Bristol Myers-Squibb has hailed Atripla, its new treatment for HIV patients, as “an important step forward”.
Atripla, developed in combination with Gilead Sciences, is described as the first once-daily treatment regimen for the HIV-1 virus. It is a combination therapy of three drugs belonging to two different classes anti-HIV drugs, which all work by inhibiting reverse transcriptase, an enzyme important to the virus’ ability to replicate.
In clinical trials, a once-daily regime of the Atripla drugs was compared with twice ?daily Combivir and once-daily Sustiva in patients who had not received treatment before. Virus RNA levels were reduced to under 400 copies per millilitre in 84 per cent of patients in the Atripla group, compared to 73 per cent of patients in the Combivir and Sustiva group.

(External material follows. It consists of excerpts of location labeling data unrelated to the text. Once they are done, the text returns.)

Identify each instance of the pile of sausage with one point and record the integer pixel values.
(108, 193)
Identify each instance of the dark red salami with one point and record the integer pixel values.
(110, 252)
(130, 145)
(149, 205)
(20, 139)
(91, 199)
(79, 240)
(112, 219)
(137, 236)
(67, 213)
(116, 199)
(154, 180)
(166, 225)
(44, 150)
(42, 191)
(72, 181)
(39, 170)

Having yesterday been approved by the FDA for use, Atripla was praised by Anthony C Hooper, president of Bristol Myers-Squibb’s US pharmaceuticals division. He said: “With the approval of Atripla, Bristol-Myers Squibb continues two decades of progress in the development and commercialisation of medications to treat HIV.”
He added: “Atripla is an important step forward as we continue our focus on discovering, developing and providing innovative treatments for serious diseases.”
Dr John G Bartlett of the John Hopkins University concluded: “The availability of Atripla marks the culmination of ten years of efforts to simplify dosing while helping to achieve and maintain effective viral suppression for adults infected with HIV-1.”
Antiretroviral drugs are often prescribed in combination because the HIV virus can become resistant to some drugs if it mutates, so it is necessary to suppress as much virus reproduction as possible to lessen the chance of this happening.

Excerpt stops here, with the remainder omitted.